Searches from mobile devices account for 14% of Google’s traffic up from around 4% last year, underling the importance of having a mobile strategy.

Searches from mobile devices account for 14% of Google’s traffic up from around 4% last year, underling the importance of having a mobile strategy.

Ian Carrington, the search engine’s director of mobile, told the Travolution Summit firms that do not have a mobile strategy do not have a future strategy. He said the year of the mobile came in 2008/09 following the launch of the iPhone 18 months earlier. Google itself first started building for mobile in 2010.

Google research has shown that more people are using mobile web than applications and although apps remain important firms had to take a more holistic approach to mobile.

Apps, he said are more about CRM whereas mobile web is more aimed at acquiring new customers.

“More people are using the mobile web than they are using applications but not a lot of people are thinking about it. Fifty per cent of people who start interacting with the web via a mobile phone start with a search. A lot of people are putting this off until tomorrow because they think it’s quite small.

“If you are not on mobile then your competitors will be. The way we see it is it’s better for us to cannibalise our own desk top business than for someone else to do it.”

Carrington said people expect to have a good experience on their mobiles and the advent of Near Field Communication (NFC) and the mobile wallet will only make their devices more personal.

Steve Jarrett, chief executive and founder of mobile and social media marketing platform Meplease said they will be people who will become unreachable outside of these channels. He said the extraordinary growth of devices like iPods and social networks like Facebook will affect all businesses.

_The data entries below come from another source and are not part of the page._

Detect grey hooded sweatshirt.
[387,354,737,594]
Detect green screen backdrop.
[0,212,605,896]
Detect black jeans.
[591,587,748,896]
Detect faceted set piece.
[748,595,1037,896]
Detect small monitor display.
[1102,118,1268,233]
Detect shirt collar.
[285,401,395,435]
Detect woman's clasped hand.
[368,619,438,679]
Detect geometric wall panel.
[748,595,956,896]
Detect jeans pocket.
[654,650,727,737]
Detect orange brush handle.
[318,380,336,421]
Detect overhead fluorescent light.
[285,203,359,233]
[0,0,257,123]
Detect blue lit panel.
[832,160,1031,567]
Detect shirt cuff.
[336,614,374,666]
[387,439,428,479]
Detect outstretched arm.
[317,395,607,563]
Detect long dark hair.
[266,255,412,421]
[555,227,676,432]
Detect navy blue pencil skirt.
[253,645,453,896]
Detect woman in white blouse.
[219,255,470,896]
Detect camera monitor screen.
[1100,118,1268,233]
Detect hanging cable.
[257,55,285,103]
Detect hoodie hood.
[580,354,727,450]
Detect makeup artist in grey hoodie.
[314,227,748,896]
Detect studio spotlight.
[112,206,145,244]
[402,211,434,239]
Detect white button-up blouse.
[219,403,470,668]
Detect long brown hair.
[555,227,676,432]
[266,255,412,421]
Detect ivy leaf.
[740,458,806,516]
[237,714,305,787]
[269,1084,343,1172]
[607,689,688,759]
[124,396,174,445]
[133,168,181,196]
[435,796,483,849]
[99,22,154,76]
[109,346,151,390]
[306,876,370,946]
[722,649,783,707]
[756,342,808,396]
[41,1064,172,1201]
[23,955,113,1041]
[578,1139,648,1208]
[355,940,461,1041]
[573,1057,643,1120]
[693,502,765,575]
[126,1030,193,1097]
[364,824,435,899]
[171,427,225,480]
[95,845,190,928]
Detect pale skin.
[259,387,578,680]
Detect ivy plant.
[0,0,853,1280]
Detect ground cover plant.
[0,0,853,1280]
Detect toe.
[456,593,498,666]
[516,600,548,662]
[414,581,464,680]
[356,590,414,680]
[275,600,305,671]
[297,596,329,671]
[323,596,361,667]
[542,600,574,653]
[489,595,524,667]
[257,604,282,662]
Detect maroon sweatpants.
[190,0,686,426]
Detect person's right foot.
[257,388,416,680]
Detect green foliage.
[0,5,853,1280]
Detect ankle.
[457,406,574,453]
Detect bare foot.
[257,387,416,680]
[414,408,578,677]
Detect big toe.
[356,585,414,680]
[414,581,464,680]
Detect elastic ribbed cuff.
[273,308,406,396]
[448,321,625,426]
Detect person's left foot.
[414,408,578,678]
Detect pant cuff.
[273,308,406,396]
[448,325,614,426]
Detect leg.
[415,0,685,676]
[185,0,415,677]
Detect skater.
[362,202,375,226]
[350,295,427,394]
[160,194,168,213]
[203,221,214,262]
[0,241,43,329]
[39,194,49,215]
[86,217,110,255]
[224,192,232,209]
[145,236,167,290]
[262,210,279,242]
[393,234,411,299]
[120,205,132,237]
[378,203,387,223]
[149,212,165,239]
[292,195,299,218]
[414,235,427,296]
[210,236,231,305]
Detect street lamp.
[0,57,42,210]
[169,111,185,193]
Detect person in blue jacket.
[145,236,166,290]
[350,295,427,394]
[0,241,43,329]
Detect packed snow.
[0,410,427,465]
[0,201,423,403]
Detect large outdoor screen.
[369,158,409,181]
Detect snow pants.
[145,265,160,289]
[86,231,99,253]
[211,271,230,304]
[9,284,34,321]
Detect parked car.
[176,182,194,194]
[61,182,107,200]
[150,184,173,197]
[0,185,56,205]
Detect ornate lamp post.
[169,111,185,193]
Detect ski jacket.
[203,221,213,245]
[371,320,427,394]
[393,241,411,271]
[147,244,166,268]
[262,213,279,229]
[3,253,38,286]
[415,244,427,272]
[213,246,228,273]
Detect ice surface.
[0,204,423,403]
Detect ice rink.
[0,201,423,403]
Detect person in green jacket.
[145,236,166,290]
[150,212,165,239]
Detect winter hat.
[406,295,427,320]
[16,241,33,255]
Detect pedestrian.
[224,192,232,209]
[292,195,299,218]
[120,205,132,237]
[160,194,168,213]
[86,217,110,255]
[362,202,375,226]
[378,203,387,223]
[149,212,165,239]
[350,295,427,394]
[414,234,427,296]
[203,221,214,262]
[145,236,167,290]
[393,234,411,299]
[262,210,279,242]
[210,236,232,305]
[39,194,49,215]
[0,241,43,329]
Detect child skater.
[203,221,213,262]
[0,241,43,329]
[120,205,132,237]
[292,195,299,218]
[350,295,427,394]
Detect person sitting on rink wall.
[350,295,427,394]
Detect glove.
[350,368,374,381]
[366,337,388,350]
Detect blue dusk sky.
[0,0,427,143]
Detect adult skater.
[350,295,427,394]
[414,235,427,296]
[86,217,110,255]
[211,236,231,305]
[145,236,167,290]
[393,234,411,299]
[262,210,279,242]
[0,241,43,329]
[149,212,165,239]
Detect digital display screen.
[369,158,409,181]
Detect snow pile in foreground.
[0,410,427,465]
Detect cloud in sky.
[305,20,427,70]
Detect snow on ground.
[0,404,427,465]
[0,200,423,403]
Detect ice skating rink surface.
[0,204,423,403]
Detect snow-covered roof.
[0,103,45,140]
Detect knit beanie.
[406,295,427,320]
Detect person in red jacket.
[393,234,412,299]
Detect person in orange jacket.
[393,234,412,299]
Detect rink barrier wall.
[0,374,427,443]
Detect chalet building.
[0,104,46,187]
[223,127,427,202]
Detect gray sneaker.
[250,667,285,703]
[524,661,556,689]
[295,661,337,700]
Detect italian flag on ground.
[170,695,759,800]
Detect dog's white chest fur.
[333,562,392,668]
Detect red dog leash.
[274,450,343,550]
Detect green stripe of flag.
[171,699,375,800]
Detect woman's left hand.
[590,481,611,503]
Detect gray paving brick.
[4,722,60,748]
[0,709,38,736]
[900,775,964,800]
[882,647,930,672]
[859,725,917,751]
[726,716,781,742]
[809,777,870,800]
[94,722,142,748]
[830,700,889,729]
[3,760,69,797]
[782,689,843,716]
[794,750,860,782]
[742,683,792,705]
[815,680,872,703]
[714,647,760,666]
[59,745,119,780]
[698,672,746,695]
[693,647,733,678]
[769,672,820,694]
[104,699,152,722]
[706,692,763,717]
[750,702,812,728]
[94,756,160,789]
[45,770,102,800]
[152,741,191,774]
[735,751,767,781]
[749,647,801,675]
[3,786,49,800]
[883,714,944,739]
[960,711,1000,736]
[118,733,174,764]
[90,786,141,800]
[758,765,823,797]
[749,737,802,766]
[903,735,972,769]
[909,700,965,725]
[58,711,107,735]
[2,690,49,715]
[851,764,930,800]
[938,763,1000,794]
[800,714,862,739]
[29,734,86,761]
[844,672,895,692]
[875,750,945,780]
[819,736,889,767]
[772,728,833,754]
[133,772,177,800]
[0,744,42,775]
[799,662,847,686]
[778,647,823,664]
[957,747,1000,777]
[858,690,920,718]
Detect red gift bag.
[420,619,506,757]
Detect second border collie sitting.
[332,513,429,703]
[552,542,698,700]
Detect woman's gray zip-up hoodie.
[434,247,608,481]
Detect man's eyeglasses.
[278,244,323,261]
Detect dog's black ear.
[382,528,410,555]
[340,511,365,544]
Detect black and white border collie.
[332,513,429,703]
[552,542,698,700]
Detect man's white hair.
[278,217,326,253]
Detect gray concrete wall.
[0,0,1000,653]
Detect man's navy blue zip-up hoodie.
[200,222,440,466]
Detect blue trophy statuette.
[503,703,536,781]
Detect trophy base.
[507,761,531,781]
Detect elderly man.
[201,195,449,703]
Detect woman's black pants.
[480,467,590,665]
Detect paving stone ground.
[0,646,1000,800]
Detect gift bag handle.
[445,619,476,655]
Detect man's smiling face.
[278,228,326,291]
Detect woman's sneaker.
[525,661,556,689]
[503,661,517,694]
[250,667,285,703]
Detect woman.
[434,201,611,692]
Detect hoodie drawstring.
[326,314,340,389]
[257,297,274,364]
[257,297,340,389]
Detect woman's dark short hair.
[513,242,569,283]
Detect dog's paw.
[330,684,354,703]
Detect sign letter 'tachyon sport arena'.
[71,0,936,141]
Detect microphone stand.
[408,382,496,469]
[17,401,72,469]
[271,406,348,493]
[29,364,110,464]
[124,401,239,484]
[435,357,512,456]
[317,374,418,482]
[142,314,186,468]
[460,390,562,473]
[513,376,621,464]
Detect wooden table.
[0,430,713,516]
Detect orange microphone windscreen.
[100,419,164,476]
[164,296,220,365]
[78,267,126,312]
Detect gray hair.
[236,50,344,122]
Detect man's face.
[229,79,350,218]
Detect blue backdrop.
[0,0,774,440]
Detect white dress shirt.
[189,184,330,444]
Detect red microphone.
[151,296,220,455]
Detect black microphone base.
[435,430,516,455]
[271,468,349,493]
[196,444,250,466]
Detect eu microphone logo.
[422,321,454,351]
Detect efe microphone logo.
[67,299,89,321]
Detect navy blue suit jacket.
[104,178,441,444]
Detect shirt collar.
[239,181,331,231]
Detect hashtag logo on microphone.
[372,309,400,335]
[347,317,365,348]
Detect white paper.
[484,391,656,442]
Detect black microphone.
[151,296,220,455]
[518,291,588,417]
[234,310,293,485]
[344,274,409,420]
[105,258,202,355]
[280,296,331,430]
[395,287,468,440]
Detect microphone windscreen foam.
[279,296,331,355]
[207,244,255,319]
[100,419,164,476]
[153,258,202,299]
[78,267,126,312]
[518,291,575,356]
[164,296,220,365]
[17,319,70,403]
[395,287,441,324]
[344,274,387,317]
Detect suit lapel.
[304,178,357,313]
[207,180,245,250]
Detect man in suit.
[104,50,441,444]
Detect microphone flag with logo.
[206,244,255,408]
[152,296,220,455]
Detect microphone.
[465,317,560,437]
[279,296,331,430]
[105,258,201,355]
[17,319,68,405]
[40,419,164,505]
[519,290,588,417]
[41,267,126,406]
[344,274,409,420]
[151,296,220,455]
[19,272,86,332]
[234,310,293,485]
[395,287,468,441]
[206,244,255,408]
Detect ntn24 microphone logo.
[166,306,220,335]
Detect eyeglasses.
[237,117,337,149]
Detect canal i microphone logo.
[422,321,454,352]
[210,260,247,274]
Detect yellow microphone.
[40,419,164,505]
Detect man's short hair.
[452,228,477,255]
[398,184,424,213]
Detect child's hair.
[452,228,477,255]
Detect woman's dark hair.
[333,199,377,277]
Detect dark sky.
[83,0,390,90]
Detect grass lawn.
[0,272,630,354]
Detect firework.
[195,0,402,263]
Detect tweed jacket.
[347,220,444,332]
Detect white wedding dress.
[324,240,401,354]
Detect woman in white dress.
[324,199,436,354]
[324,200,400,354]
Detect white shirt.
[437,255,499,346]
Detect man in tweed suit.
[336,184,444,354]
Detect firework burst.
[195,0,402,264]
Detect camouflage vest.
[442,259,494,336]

Facebook has just extended its web applications to smartphones, meaning people will become ever more addicted to it as they have previously with television, Jarrett said. “It’s about one to many marketing but where the many groups are very carefully selected and sorted.

“You try to learn as much about those customers as you can so you can be sure the messages you are sending to the many channels are appropriate.”

Carrington said: “Decide what you want and flesh your solution out from there. A lot of people do not do their homework first.”

Jarrett added: “It’s about trying to widen the funnel at the top and get people to spend as much as possible at the bottom of the funnel.” However he admitted social and mobile made the job of attribution that much harder.